Cat-Street-T.1.jpgCat Street

La nouvelle série en 8 tomes de Yoko KAMIO nous est proposée par les éditions Kana, qui dès le 17 septembre nous en ont proposé les deux premiers volumes.

 

"Keito est une jeune fille de 16 ans qui ne sort pratiquement plus de chez elle depuis 7 ans. À 9 ans, alors qu'elle est une enfant star, sa vie a été bouleversée lorsqu'elle s'aperçoit que son amie l'a trahi. Depuis ce jour, elle est incapable de remonter sur scène et coupe tout contact avec le monde extérieur. Si tout ne semble pas lui sourire, une opportunité s'offre à elle. Un établissement des plus particuliers lui ouvre ses portes et permettra à Keito de se reprendre en mains."

 

Carolus : J'adore les mangas qui traitent des problèmes de société.

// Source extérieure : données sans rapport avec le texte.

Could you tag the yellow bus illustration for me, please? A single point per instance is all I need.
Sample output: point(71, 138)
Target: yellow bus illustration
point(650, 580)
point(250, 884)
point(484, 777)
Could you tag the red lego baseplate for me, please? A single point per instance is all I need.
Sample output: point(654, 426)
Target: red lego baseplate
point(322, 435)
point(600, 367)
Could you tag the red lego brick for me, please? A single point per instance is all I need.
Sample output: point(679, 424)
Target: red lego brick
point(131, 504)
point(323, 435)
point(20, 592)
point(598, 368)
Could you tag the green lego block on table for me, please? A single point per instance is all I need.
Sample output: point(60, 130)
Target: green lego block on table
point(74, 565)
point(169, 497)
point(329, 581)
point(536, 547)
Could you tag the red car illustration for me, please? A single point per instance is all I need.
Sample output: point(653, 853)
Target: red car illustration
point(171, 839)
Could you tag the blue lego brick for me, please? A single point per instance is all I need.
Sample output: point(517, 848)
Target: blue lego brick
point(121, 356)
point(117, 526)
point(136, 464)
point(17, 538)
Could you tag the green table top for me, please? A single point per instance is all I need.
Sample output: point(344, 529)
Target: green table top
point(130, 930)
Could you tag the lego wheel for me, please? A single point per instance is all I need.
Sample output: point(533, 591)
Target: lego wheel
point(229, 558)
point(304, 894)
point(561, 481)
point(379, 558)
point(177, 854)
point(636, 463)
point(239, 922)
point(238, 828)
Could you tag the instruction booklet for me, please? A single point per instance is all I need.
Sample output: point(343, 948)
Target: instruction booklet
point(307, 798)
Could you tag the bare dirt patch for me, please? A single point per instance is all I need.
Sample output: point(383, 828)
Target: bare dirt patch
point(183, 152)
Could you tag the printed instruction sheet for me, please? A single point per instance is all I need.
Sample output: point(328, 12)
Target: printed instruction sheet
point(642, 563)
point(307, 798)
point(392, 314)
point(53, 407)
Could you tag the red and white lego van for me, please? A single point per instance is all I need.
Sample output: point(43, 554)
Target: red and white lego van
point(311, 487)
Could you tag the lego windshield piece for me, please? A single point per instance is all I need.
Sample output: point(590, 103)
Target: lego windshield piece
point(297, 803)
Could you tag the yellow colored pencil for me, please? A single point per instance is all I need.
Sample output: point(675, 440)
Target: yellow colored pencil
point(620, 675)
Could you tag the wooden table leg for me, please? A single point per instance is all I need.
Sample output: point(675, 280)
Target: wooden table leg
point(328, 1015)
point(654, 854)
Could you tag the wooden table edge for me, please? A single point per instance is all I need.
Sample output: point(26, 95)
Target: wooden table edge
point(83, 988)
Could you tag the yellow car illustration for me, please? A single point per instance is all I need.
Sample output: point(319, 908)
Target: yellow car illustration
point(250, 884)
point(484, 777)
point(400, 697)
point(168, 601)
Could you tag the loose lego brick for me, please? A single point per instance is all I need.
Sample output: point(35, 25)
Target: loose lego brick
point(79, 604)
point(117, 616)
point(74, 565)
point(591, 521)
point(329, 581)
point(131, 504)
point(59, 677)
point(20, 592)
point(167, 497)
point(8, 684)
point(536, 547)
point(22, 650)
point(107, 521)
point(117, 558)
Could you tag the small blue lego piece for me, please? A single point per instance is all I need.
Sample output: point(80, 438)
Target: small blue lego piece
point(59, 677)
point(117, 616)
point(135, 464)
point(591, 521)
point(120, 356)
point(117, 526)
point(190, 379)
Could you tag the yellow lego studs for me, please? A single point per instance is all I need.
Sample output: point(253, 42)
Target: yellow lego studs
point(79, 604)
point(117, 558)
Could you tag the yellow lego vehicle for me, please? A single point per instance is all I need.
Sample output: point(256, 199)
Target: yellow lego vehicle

Cat street en fait partie. Il nous explique la déscolarisation, le principe des écoles actives et la lutte pour ces élèves exclus du système scolaire pour trouver leur place dans la société.

 

Gali : Un manga que je classerais dans tranche de vie. Les situations mais surtout les sentiments des personnages sont très réels. Ils sont émouvants, attendrissant. On s'attache très vite à eux. En tout c'est un réel coup de coeur pour moi.

 

Shakotte : Une série à la fois fraiche et touchante. Au fil de ce premier volume nous ressentons bien la souffrance et le mal être de l'héroïne qui se retrouve repliée sur elle même suite à ce qu'elle a vécue dans son enfance, mais nous sentons bien qu'elle désire s'en sortir même si elle n'ose pas faire d'effort. Le tout est servi par un style graphique épuré et une narration très fluide.

 

Yasu : Auteure de Hana yori dango, Yoko Kamio aborde des thèmes toujours intéressants comme les brimades, le harcèlement moral et physique, le rejet d'un individu au sein d'un groupe et autres cas. Ici dans Cat Street, on retrouve un peu la même configuration avec la trahison de l'amie de Keito, le repli sur soi et l'exclusion à la société. Un manga que je ne manquerai pas.

 

jaime-les-sushis 01J'aime les sushis

Depuis le 15 septembre, les éditions Akata nous proposent la série de Ayumi KOMURA, complète en 8 volumes.

 

"Hanayu, 16 ans, est élève dans la section hôtelière de son lycée. Fille d’un pâtissier, celle-ci est pourtant dingue de tout ce qui touche au met culte des nippons : les sushis. Elle rêve ainsi de devenir maître sushi et n’hésite pas pour cela à tout faire pour pouvoir sortir avec Hayato Hyûga un camarade de sa classe lui-même fils d’un maître sushi. Hanayu pense qu’en se mariant plus tard avec lui elle pourra renoncer à reprendre l’entreprise familiale de son père et pourra s’adonner à sa passion du découpage de poisson. Seul problème, Hayato lui, rêve de devenir chef pâtissier !"

 

Louchama : J’aime les sushis est une véritable bouffée d’air frais ! Shojo oscillant entre cuisine et romance de façon habile, il se déguste agréablement bien. Les deux protagonistes sont complémentaires et l’univers des cours de cuisine dans lequel ils évoluent est assez original dans un manga, la romance est on ne peut plus kawaii même si notre Hanayu devra se montrer franche en pesant le pour et le contre de ses vrais sentiments. En bref une nouveauté qui se révèle être un régal !

 

Shirubi : Une petite nouveauté shôjo qui m'a l'air vraiment délicieuse. La cuisine, enfin un thème qui change, idéal pour les amoureux de cuisine ou qui sont gourmands comme moi. De plus, j'ai hâte de découvrir la réaction de Hanayu quand elle saura que Hayato veut devenir chef pâtissier. Elle, qui avait tout planifié pour éviter de reprendre l'entreprise familiale.